Sunday, March 6, 2011

Designing CS101: Failure-Driven Course Design

In Agile Education and the CS Principles Course, I criticized learning objectives like:
  • "The student can analyze the effects of computing within economic, social, and cultural contexts." (Objective 4)
  • "The student can use abstractions and models to solve computational problems and analyze systems." (Objective 5)
These appear to have no answer to Question #1 in the 6-question framework: What mistakes are people making that matter, and who cares? What goes wrong when people don't or can't do Objective 4? Outside of essays and exam questions in the CS Principles Course, where does this skill matter? Is there some subgroup for whom this skill is critical? Who and when?

With Objective 5, I can think of some people to whom it might matter: computer scientists and software developers. There are two problems though. First, this is a much narrower group than the CS Principles Course is being developed for. Second, I can only say "might" because I need to see typical examples of developers not using abstractions and models, and what the negative consequences are. What's the evidence that this occurs often enough to be of concern, and is harmful when it does occur?

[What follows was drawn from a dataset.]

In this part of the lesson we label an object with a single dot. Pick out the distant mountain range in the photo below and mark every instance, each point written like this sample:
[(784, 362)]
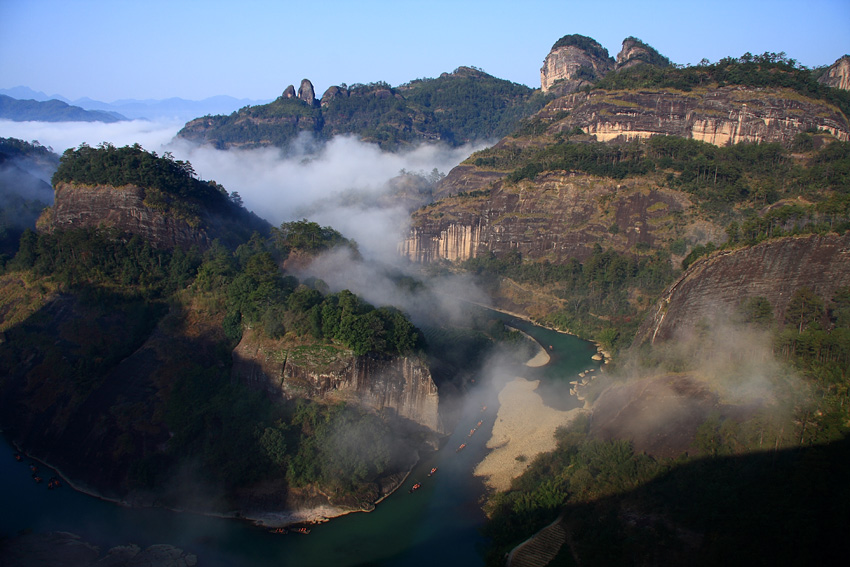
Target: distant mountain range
[(128, 109)]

All of the CS Principles learning objectives have this problem, except those directly about programming, such as
  • The student can create a computational artifact through programming.
But the point of CS Principles was that there's more to CS that people should know besides programming.

So can we answer Question #1? Let's step back, as good Agile developers do, and ask "what's the goal of the CS Principles project?" Like many committee and community-built curricula, a number of goals have accrued. A summary of them can be found in the Open Letter to the Computer Science community.

One impetus certainly is the feeling by many in CS that most people, including students, teachers, parents, and so on, think computer science means programming, programming is boring, and therefore students choose not to pursue a career in computer science.

That feels like a real mistake, but Question #1 also asks who cares and why? I can think of 3 major groups:
  • employers
  • the government
  • students
Employers care because they need good developers. But that's back to programming plus other developer skills. Not where the CS Principles initiative arose from.

The government, especially NSF, cares because they want the US to maintain a lead in research in new forms of information technology. That's good. A CS Principles Course about the big ideas, where they came from and where new ones are coming from, would help address a failure they care about.

Students should care. It's in their own best interests to know whether CS is a career they might actually enjoy and do well in.

So we can argue for a course on how to be a software developer or a computer scientist. But the proponents of CS Principles have a broader aim. Peter Denning in a number of essays on the Great Ideas in CS, Jeannette Wing in various essays and talks on Computational Thinking, and others, have said that a big mistake students make is not knowing how to approach problems in science, engineering, and social issues, from a computational perspective.

The relevant parts in the Open Letter are these two bullet points:
  • With a concepts-rich curriculum that emphasizes computational thinking and problem solving students taking the course will be better prepared for most careers, given the role that computing plays in most sectors of American life.
  • The population at large -- starting with present day high school students -- will become more knowledgeable and cognizant of computing and computational phenomena.
I'm unconvinced. Students certainly need to be tech-savvy. But they are, often more so, when it comes to social media, than most of the faculty in CS departments. But do they really need computational thinking? Where exactly, outside of programming and CS research, does it matter if someone doesn't apply computational thinking?

I can easily see "here's why it matters" arguments for subareas of computational thinking for subgroups of students. Students in biology should know about multi-agent simulations. Students in cognitive psychology should know about cognitive modeling. There are motivating examples of muddled thinking failures in those and other fields due to the inability to think computationally.

But I'm unable to see why poets, playwrights, and plumbers need to know about computational thinking. Without convincing examples of "why does this failure matter?" a course design is doomed. Students will view CS Principles as yet another irrelevant rite of passage, like learning the parts of a neuron, the lifecycle of stars, the dynasties of China, and so on.

So, I'll stick with the answer "students who don't know what CS is about miss out on a chance to find a career they'll really enjoy in software development or computer science." Phew! One question down, five more to go.